The final result objects contain finished trial metadata:
Result(metrics={'score': 'model_0', 'other_data': Ellipsis, 'done': True, 'trial_id': '8d627_00000', 'experiment_tag': '0_model_id=model_0'}, error=None, log_dir=PosixPath('/home/ubuntu/ray_results/train_model_2022-09-21_10-19-26/train_model_8d627_00000_0_model_id=model_0_2022-09-21_10-19-30'))
Result(metrics={'score': 'model_1', 'other_data': Ellipsis, 'done': True, 'trial_id': '8d627_00001', 'experiment_tag': '1_model_id=model_1'}, error=None, log_dir=PosixPath('/home/ubuntu/ray_results/train_model_2022-09-21_10-19-26/train_model_8d627_00001_1_model_id=model_1_2022-09-21_10-19-31'))

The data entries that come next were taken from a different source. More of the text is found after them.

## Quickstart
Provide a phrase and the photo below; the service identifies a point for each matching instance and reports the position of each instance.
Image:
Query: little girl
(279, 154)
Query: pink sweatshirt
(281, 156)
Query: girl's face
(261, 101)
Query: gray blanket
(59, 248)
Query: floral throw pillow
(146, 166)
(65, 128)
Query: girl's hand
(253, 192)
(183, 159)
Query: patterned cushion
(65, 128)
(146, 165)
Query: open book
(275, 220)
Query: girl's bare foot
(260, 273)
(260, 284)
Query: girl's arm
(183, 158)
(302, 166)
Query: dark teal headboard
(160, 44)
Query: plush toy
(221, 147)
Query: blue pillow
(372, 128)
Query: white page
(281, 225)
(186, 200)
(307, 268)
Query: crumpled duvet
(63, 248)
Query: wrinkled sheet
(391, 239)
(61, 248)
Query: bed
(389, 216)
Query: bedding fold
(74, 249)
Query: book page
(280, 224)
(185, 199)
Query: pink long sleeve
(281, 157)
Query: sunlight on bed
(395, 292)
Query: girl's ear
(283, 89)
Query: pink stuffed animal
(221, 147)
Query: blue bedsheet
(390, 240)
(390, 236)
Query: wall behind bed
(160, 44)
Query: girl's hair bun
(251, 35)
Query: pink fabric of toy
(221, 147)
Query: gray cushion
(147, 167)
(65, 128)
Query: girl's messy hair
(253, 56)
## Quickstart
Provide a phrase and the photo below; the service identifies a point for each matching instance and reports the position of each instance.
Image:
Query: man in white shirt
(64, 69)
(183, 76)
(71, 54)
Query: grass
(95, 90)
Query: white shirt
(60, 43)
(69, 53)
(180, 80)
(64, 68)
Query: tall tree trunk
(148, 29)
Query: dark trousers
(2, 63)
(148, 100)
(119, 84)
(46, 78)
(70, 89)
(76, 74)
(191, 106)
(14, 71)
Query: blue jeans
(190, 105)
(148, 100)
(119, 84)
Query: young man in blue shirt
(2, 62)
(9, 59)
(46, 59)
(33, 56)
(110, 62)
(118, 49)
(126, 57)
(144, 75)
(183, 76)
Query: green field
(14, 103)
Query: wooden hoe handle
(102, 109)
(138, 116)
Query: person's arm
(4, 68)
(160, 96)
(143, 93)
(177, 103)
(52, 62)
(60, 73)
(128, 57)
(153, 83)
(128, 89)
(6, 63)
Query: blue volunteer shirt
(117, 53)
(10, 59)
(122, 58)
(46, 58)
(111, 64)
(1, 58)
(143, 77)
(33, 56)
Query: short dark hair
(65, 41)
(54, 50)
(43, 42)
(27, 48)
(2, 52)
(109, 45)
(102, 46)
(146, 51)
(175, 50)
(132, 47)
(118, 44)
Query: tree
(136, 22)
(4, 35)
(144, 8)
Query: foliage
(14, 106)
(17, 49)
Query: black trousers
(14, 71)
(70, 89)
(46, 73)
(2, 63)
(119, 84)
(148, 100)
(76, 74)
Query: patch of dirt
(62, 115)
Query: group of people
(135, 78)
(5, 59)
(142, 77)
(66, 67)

Result(metrics={'score': 'model_2', 'other_data': Ellipsis, 'done': True, 'trial_id': '8d627_00002', 'experiment_tag': '2_model_id=model_2'}, error=None, log_dir=PosixPath('/home/ubuntu/ray_results/train_model_2022-09-21_10-19-26/train_model_8d627_00002_2_model_id=model_2_2022-09-21_10-19-31'))

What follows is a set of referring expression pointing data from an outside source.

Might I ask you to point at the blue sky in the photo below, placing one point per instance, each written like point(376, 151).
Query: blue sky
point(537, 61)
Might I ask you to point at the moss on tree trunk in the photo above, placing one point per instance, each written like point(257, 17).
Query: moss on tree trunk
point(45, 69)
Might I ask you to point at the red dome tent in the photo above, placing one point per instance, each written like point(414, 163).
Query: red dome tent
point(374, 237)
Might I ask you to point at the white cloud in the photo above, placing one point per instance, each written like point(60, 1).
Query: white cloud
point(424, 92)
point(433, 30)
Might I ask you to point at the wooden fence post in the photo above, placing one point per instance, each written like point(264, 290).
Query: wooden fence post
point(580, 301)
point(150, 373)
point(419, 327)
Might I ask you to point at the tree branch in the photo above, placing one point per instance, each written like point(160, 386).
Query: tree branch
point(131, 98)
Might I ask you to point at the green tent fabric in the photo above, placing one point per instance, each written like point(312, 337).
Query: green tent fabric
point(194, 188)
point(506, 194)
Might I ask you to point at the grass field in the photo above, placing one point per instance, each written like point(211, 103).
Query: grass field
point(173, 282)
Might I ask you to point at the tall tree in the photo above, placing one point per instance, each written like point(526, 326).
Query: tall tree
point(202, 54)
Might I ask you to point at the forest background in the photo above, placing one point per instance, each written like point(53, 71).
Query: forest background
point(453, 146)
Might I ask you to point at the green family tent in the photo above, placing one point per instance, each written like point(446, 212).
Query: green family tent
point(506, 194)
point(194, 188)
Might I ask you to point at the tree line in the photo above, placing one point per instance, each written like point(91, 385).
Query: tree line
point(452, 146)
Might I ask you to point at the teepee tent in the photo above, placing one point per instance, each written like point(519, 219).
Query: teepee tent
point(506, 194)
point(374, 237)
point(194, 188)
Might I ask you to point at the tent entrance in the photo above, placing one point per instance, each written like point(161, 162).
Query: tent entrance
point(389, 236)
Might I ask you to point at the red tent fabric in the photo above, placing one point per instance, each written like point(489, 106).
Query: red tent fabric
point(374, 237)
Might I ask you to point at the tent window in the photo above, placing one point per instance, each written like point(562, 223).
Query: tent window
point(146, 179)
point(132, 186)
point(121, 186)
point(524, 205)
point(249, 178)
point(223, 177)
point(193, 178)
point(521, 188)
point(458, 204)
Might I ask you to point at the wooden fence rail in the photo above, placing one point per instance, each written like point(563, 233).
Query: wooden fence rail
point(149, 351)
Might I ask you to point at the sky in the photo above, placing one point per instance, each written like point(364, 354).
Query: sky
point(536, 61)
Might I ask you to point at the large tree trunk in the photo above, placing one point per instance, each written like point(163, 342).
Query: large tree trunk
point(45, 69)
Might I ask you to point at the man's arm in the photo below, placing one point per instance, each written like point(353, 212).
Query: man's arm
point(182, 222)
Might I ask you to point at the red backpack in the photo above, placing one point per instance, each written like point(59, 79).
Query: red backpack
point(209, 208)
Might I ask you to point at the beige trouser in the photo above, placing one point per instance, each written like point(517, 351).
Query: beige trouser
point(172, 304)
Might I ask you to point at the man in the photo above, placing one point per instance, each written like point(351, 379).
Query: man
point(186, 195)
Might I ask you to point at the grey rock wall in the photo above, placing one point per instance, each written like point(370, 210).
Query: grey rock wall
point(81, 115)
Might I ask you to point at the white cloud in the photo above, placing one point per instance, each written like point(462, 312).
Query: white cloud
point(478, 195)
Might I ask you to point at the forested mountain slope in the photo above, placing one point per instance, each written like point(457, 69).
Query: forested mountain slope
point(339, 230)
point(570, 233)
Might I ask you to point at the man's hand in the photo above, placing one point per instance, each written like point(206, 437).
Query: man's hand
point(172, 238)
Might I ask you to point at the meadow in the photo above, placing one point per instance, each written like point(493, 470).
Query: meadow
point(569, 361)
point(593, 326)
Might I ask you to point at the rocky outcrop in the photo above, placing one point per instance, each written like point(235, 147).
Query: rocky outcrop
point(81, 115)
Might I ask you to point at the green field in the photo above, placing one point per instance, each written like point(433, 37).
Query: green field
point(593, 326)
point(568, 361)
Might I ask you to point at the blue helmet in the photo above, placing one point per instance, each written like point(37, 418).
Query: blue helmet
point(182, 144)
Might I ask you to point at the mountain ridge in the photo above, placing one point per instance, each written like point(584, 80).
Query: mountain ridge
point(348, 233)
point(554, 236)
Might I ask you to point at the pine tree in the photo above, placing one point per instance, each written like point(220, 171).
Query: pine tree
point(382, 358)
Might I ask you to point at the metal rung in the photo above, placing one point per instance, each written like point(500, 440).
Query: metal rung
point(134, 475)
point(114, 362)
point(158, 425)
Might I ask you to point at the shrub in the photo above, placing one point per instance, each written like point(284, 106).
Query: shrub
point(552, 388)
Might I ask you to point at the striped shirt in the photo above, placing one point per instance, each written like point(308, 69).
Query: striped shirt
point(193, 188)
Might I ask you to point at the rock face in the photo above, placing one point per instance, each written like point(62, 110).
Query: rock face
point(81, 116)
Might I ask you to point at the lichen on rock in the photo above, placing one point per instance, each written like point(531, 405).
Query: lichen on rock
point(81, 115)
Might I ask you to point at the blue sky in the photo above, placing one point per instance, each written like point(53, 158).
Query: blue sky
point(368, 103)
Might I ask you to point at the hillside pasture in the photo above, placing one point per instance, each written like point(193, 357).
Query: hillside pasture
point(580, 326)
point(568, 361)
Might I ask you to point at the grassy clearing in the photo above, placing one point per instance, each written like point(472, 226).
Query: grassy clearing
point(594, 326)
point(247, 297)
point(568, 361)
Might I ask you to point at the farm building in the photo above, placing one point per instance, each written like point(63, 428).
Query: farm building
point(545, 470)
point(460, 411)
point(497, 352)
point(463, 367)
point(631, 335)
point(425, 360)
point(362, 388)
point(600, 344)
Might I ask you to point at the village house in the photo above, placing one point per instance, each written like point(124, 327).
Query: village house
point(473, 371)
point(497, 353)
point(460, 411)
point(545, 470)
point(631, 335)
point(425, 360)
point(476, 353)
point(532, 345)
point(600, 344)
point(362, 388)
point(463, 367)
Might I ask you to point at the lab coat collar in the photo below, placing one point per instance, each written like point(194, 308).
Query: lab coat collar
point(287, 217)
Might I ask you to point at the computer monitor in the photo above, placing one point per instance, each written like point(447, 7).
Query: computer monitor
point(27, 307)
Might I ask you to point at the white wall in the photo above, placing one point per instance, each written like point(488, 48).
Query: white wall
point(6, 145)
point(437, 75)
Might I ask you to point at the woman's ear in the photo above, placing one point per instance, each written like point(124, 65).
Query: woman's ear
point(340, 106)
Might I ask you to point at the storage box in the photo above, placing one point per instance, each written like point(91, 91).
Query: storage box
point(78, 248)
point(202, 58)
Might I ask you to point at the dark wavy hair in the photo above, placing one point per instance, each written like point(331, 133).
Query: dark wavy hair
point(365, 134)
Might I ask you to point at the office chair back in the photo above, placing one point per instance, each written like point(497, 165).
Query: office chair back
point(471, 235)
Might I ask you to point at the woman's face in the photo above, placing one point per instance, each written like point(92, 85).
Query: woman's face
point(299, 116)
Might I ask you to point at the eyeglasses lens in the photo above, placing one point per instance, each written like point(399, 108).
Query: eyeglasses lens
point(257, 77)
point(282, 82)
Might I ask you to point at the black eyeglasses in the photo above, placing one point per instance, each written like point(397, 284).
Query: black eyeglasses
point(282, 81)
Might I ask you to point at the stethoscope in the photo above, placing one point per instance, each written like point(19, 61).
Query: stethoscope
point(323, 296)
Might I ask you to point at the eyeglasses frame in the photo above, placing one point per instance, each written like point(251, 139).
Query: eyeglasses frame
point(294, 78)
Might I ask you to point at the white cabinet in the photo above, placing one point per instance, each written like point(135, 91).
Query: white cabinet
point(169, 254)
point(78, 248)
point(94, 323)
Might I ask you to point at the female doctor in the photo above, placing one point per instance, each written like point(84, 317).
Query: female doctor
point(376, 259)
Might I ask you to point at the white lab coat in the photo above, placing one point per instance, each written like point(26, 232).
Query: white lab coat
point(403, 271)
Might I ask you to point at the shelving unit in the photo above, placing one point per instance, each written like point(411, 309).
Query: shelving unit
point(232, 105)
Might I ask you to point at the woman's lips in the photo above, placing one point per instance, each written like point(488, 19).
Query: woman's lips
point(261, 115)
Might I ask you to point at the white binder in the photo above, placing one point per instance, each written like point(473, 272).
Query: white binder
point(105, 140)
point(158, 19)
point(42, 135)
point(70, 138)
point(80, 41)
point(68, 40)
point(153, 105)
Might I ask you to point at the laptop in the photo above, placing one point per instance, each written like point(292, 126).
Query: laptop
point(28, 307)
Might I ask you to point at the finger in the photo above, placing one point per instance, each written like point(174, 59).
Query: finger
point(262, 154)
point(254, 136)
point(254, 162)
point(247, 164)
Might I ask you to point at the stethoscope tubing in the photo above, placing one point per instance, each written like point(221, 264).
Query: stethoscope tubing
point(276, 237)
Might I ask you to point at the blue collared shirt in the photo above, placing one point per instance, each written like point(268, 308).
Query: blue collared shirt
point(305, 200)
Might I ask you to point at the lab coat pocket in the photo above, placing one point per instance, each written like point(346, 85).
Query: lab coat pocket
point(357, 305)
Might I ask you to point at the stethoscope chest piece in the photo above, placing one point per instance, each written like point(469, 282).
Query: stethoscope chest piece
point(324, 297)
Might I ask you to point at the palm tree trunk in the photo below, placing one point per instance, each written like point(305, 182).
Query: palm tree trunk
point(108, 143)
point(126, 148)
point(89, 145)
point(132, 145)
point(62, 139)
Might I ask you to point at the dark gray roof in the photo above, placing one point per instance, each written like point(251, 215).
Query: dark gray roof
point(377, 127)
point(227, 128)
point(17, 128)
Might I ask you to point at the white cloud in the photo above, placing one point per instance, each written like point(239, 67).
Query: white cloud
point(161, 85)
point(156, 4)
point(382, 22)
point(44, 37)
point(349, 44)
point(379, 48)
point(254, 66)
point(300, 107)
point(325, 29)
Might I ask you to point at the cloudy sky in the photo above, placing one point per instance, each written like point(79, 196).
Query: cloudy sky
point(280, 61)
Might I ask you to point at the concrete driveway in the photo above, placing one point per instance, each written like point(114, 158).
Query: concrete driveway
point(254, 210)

How does Tune compare to using Ray Core (ray.remote
)?#
You might be wondering how Tune differs from simply using Tasks for parallel trial execution. Indeed, the above example could be re-written similarly as:
remote_train = ray.remote(train_model)
futures = [remote_train.remote({"model_id": i}) for i in range(NUM_MODELS)]
print("Submitting tasks...")
results = ray.get(futures)
print("Trial results", results)
Compared to using Ray tasks, Tune offers the following additional functionality:
Status reporting and tracking, including integrations and callbacks to common monitoring tools.
Checkpointing of trials for fine-grained fault-tolerance.
Gang scheduling of multi-worker trials.
In short, consider using Tune if you need status tracking or support for more advanced ML workloads.